One by one, my big post-college trip started to fall apart.
We’d spent weeks looking up hostels online, marking up Lonely Planet and Rough Guides books, and dreaming of the cute guys who would invariably sweep us off of our feet and onto their Vespas.
But now my big plan was collapsing around my feet.
I’d always been a planner. High school, college, job — everything seemed to follow a prescribed path. There was something about following the rules that made me feel safe, as if I’d fulfilled my end of a hypothetical bargain with the universe.
The next step in that inevitable pattern was supposed to be a dreamy summer out of a romantic comedy, four friends in floaty sundresses drinking cocktails against European sunsets and making memories for a lifetime.
My first instinct was to cancel the trip rather than face the fear of going alone. I grew up in a small, insular suburban community in North Carolina where people left their doors unlocked and it was considered rude not to make small talk with bank tellers and grocery store clerks.
The idea of going to a different country solo, navigating the taxi queues and airport customs and everything else in a language that wasn’t my own, quite frankly scared the hell out of me.
But every time I had the chance to press the “cancel” button on my flight itinerary, I couldn’t do it. And that’s how, whether by passivity or pure dumb luck, I ended up arriving bleary eyed at Madrid’s Barajas airport with an English-Spanish dictionary in my hand and an overstuffed pack on my back.
I won’t pretend it was easy.
I wore some floaty dresses, and I drank some cocktails, but I also had my wallet stolen out of my pocket while sitting in an internet cafe.
It was so hot some days that all I could stand to eat was lemon gelato, and none of the hostels I could afford to stay in had air-conditioning.
When cute guys did come up to flirt with me on the Spanish Steps the only thing I could think about was ending up a corpse on an episode of “Dateline.” (So much for that epic summer romance, then.)
It’s possible that Sara, Maria, Katie and I would have had a memorable and happy summer. But I think it’s more likely we would have only stuck with each other and not gotten to know anyone else, and that our trip would have been less expansive.
Marcus (right) with Sivan Rotholz, a friend she met in Madrid.
Being alone with myself — and being okay with that — is one of the single best skills I’ve learned in my entire life.
Now, I think of Spain as a dividing line in my life.
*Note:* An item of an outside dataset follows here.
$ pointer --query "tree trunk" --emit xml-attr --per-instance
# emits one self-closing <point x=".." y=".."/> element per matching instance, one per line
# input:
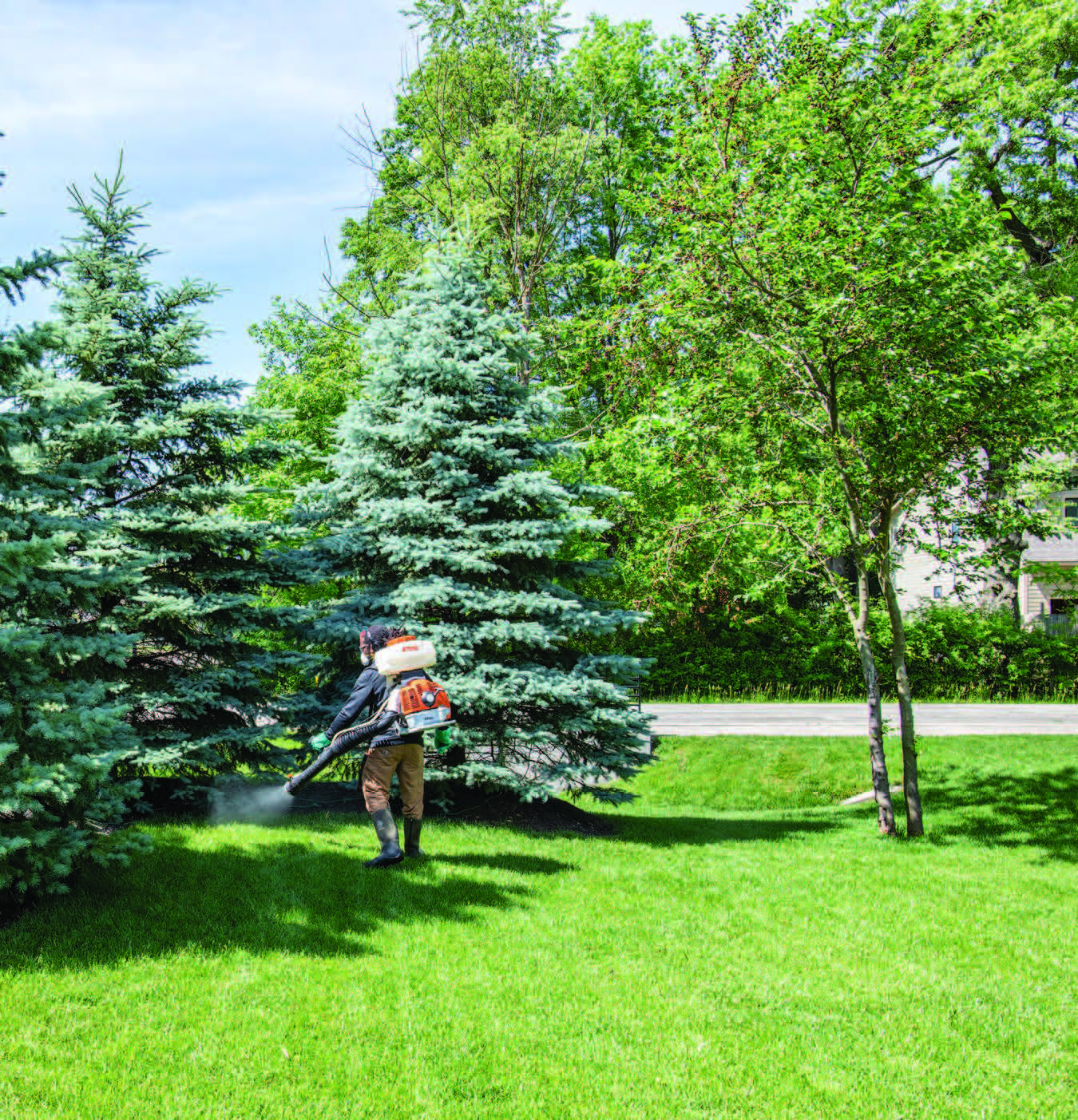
<point x="914" y="822"/>
<point x="880" y="781"/>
Before Madrid, I’d considered moving to a different part of North Carolina where I knew a lot of people and taking the first job I got offered, even if it wasn’t the launch of the writing career I dreamed of.
Until that point, writing was a dream for other people. After a few weeks sitting on steamy European bricks, it was an option for me.
That’s not to say that the career kicked off overnight. I spent the first year as a receptionist at a literary agent instead of as a client for one, and the next few doing a weird mix of copy editing, tutoring and answering phones while I figured out what the hell my career could look like.
But that summer trip where my friends bailed on me lit a very tiny match that eventually grew into a decent-sized fire.
These days, I prefer traveling alone, and my solo journeys have taken me from Cambodia to Curacao. Though I’ve been making a living writing about travel — not just my own, but learning about the whole industry — for a decade now, there are days when I still shake my head at the impossibility of it all.
As a recent college grad, the idea that writing about travel was a thing I could do and get paid for seemed about as realistic as casually going for a stroll on the moon. But losing the other voices around me I counted on for support meant that, for the first time, it was quiet enough to hear my own.